Housing crisis worsens as economy weakens
Monday December 22, 2008, 4:12 pm EST
WASHINGTON (Reuters) - The desperate straits of many U.S. homeowners showed in new data released on Monday, suggesting efforts to help them are having limited success.
As the recession throws more people out of work, the rate of re-default on modified mortgages is rising and may worsen as the economy deteriorates, banking regulators said.
After much browbeating from Congress, banks and other mortgage lenders are beginning to do more, to modify home loans so that distressed borrowers can avoid foreclosure.
But the latest figures from regulators raise questions about how modifications are being done and how much they help, even as foreclosure rates hit record-setting levels.
“You have to think that it will get worse before it gets better,” John Dugan, the U.S. Comptroller of the Currency, said in an interview with Reuters.

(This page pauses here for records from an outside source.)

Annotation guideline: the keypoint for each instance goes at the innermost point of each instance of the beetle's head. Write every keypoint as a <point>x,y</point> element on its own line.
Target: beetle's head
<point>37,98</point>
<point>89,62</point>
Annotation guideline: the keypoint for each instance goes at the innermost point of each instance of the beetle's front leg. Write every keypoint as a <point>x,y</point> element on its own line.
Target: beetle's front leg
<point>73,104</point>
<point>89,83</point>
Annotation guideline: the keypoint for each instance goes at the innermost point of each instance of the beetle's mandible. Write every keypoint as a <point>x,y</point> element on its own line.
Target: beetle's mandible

Critics say most loan modifications up until a few months ago were temporary and not aimed at providing for sustainable payment plans, so it comes as no surprise that homeowners are defaulting.
At the same time, a lenders’ group known as Hope Now warned on Monday that the number of U.S. homeowners seeking help to avoid foreclosure would double next year to 2 million.
The housing crisis and the recession will keep Congress busy when it returns on January 6, 2009, from a holiday break, and preoccupy President-elect Barack Obama after he is sworn in on January 20.
Between January 6 and the inauguration, congressional Democrats are expected to introduce legislation urging more aggressive efforts to help those homeowners who are in over their heads.
A bill being drafted by Massachusetts Rep. Barney Frank might include a sweeping mortgage relief plan from Federal Deposit Insurance Corp Chairman Sheila Bair, a House aide said on Monday.
The bill is sure to insist that more be done to help homeowners under a plan already under way – the Treasury Department’s $700 billion Troubled Asset Relief Program.
That plan, known as the TARP, has given hundreds of millions of dollars in aid to banks and, more recently, to major U.S. automakers. But Frank and other Democrats contend the TARP is doing little to help homeowners.